Solar facilities typically include a battery. Car batteries could be used instead. Most cars are parked at home when people switch on their lights, air-conditioners and TV-sets. Similarly, the power needs at work coincide with cars of staff being parked there. Using the batteries of electric cars to store electricity can reduce the need for batteries in solar facilities and will thus reduce the overall cost of solar facilities.

Cost of solar power has come down over the years. As an example, Nanasolar now offers thin film material at under $1 per watt. This promises clean and safe energy that is price-competitive with power plants. It also becomes increasingly attractive for households and businesses to install solar facilities. Recognising the market opportunities and the financial incentives made available at different levels of government, there now are numerous companies offering to help people adopt green energy at home without having to make large investments, sometimes even without any upfront payments.

A FeeBate Policy can help facilitate the switch to zero emission vehicles and to clean and safe ways to produce energy. A FeeBate policy can include fees on gasoline cars, with the proceeds used for rebates on zero emission vehicles. A FeeBate policy can also include fees on fossil fuel, with the proceeds used for rebates on clean and safe alternatives, such as wind and solar facilities.
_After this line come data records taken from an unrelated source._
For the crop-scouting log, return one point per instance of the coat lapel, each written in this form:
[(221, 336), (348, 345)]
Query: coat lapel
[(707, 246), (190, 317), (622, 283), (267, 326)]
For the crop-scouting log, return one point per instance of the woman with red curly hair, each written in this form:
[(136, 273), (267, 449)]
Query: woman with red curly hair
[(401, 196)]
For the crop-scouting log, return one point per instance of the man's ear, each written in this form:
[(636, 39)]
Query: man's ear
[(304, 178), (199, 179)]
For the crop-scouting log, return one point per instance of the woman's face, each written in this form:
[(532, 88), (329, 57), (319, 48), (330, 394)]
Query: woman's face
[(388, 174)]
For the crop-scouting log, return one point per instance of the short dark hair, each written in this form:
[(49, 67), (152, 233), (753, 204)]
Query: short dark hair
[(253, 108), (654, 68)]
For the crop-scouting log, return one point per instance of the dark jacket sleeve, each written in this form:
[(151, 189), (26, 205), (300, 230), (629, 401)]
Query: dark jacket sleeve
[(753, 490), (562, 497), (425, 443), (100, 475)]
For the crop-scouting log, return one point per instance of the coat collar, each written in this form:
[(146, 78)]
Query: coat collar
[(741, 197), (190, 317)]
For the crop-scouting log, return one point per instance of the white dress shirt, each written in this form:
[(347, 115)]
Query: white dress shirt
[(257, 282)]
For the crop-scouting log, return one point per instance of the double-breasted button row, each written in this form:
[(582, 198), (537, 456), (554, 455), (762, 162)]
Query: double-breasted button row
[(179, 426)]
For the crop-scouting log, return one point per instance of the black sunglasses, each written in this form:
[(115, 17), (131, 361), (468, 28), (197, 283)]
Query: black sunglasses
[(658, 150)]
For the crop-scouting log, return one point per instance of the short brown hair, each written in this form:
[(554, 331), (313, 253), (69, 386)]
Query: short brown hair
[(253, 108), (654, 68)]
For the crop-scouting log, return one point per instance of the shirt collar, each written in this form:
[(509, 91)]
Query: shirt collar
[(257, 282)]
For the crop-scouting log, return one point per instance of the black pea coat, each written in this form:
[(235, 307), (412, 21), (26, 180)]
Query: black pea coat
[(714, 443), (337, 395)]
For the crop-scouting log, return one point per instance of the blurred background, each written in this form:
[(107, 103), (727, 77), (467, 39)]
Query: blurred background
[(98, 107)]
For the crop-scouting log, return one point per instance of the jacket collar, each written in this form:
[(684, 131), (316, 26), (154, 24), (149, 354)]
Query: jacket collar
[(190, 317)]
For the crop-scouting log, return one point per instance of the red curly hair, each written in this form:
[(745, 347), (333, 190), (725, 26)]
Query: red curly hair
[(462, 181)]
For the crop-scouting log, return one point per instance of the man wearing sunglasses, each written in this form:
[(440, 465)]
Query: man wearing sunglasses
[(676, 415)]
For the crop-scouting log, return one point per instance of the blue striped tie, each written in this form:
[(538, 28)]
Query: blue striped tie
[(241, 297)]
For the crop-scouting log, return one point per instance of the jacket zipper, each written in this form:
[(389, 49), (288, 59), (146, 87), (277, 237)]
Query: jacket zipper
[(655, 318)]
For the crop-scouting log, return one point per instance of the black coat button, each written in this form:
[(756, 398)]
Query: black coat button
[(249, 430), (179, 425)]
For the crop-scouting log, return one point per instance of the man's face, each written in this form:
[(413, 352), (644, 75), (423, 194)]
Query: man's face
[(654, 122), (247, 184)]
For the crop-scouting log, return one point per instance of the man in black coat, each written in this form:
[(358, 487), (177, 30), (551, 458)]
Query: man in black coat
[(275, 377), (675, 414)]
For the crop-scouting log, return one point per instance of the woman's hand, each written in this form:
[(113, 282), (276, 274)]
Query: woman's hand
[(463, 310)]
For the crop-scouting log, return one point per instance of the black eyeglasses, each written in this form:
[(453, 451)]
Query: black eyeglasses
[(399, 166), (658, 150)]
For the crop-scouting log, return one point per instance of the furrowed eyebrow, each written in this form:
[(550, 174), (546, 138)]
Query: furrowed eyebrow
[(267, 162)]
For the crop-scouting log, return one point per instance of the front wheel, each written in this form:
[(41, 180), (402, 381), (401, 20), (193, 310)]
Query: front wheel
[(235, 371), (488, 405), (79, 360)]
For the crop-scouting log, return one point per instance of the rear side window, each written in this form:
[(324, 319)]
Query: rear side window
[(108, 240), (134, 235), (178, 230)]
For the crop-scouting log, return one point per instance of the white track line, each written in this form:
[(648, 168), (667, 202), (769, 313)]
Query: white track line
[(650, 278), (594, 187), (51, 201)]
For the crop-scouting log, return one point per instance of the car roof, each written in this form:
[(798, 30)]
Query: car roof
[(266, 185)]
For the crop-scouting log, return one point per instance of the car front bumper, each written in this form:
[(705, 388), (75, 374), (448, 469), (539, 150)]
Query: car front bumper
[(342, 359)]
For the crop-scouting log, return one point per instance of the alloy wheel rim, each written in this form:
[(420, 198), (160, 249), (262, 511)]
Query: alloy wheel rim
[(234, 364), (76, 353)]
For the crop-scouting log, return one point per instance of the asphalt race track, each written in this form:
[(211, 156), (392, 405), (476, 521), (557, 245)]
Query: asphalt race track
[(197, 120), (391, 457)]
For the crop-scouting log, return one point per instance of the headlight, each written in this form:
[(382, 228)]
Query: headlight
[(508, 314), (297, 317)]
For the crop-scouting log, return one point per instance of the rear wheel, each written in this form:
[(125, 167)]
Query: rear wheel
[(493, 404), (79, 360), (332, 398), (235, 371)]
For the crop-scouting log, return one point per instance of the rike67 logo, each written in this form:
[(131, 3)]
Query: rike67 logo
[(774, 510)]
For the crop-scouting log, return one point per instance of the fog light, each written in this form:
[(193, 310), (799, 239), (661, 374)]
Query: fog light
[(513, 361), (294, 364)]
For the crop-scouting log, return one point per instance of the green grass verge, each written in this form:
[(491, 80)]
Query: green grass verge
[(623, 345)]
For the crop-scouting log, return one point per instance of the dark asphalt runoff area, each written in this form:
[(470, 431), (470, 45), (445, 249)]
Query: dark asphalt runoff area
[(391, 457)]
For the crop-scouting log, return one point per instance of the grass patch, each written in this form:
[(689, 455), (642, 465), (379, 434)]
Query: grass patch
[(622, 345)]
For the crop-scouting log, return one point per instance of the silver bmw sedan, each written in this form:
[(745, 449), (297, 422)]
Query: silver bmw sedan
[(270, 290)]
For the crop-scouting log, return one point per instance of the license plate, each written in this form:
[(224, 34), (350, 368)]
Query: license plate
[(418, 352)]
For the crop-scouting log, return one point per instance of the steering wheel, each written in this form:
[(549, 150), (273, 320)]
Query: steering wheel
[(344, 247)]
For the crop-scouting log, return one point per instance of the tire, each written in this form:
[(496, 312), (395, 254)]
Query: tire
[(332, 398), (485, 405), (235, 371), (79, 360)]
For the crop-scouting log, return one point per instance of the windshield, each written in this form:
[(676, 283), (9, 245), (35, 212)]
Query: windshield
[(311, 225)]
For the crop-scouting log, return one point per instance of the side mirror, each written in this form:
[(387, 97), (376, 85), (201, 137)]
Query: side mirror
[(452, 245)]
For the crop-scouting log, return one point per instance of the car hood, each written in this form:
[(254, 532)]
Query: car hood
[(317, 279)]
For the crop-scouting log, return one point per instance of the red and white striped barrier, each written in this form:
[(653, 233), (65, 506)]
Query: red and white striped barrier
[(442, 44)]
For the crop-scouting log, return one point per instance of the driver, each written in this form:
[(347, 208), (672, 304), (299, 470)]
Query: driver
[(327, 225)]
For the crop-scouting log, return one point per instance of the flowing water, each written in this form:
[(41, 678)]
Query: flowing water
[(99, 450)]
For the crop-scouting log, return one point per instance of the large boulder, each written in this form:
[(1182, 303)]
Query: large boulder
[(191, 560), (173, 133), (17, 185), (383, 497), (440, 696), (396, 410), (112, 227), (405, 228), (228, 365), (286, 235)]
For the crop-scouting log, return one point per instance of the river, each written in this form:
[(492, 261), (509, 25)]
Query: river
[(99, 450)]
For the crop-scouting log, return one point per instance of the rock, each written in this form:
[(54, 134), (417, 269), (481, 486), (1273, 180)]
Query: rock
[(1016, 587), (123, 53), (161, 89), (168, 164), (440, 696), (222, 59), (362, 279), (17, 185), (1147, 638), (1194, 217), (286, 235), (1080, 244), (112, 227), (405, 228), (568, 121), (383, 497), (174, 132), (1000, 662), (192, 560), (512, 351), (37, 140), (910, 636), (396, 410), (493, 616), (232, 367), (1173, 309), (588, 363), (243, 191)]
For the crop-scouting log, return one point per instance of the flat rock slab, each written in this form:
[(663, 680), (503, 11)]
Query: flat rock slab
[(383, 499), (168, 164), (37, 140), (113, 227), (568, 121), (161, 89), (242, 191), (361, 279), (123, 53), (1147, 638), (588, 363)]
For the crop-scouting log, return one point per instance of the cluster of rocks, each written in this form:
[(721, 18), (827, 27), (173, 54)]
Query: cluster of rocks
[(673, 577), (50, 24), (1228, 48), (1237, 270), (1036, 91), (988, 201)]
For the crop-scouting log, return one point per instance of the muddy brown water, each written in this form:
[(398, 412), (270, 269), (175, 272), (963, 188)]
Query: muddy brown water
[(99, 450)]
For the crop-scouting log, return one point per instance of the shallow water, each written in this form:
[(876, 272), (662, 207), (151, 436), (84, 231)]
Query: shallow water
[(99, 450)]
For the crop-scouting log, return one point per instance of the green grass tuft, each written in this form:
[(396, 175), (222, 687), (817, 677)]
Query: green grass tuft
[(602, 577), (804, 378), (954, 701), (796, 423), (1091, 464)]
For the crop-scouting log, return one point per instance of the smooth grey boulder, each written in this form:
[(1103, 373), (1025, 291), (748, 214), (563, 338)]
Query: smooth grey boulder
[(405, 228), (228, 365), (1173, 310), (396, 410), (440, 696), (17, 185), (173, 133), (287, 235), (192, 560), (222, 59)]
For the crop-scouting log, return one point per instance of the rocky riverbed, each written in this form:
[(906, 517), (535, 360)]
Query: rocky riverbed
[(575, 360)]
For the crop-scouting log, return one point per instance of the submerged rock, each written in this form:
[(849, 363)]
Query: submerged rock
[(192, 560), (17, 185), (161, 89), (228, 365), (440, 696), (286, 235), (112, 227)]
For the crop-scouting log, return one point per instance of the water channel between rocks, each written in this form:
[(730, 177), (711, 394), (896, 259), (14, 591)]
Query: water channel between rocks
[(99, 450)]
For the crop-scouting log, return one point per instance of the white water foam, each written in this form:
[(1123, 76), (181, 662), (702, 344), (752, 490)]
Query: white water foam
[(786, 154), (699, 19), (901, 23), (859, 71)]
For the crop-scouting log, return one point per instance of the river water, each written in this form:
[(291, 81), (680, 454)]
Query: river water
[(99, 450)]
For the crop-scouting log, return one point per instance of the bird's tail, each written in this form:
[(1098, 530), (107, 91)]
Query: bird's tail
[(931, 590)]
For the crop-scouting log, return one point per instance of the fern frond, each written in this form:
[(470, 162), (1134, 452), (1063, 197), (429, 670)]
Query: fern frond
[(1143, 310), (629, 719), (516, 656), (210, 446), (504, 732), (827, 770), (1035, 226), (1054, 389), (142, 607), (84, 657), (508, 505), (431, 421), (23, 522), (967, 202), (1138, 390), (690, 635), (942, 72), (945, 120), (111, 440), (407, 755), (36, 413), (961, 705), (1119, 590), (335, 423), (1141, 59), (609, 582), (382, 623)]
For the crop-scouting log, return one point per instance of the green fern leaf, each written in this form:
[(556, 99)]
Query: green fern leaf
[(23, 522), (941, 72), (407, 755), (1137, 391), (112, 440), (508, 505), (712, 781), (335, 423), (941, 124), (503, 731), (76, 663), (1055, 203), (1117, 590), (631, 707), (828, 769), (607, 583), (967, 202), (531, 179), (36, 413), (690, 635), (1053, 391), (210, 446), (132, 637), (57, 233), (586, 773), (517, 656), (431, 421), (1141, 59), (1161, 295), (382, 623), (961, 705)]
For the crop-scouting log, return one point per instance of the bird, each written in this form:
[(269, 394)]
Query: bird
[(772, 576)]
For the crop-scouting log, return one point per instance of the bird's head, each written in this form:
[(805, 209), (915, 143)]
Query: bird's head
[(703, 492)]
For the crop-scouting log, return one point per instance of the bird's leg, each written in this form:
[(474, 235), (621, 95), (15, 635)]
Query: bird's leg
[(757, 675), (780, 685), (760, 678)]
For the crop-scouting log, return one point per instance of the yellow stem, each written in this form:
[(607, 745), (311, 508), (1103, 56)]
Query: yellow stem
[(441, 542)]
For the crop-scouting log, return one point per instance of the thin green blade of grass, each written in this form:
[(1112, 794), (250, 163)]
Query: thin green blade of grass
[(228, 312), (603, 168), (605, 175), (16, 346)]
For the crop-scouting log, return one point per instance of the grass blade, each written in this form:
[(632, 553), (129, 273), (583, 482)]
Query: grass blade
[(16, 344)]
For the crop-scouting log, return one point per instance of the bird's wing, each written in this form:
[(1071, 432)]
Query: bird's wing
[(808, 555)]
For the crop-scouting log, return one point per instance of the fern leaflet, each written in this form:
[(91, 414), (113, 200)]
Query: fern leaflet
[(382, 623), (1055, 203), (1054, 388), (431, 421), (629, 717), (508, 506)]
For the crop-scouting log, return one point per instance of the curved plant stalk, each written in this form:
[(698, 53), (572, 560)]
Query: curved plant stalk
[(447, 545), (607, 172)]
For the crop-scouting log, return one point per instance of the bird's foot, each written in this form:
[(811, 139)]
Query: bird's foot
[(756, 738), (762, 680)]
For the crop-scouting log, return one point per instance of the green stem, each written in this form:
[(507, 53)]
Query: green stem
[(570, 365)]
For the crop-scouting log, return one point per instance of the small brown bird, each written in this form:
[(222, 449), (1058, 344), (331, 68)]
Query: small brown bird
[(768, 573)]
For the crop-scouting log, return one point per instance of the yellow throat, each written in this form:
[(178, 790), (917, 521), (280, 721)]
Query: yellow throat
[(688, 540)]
In conclusion, all this will lead to a more distributed grid, with numerous suppliers and with numerous places where electricity is stored. The grid now draws electricity from a relatively small number of large power plants, to supply electricity in an area. Renewable energy supplies only a fraction of power, most of it through hydro facilities. The existing grid looks much like a broadcasting network, with a relatively small number of broadcasting stations sending content one-way to the public. In future, the grid looks set to become more distributed, with two-way connections to most users, much like a multitude of users can send and receive information over the Internet.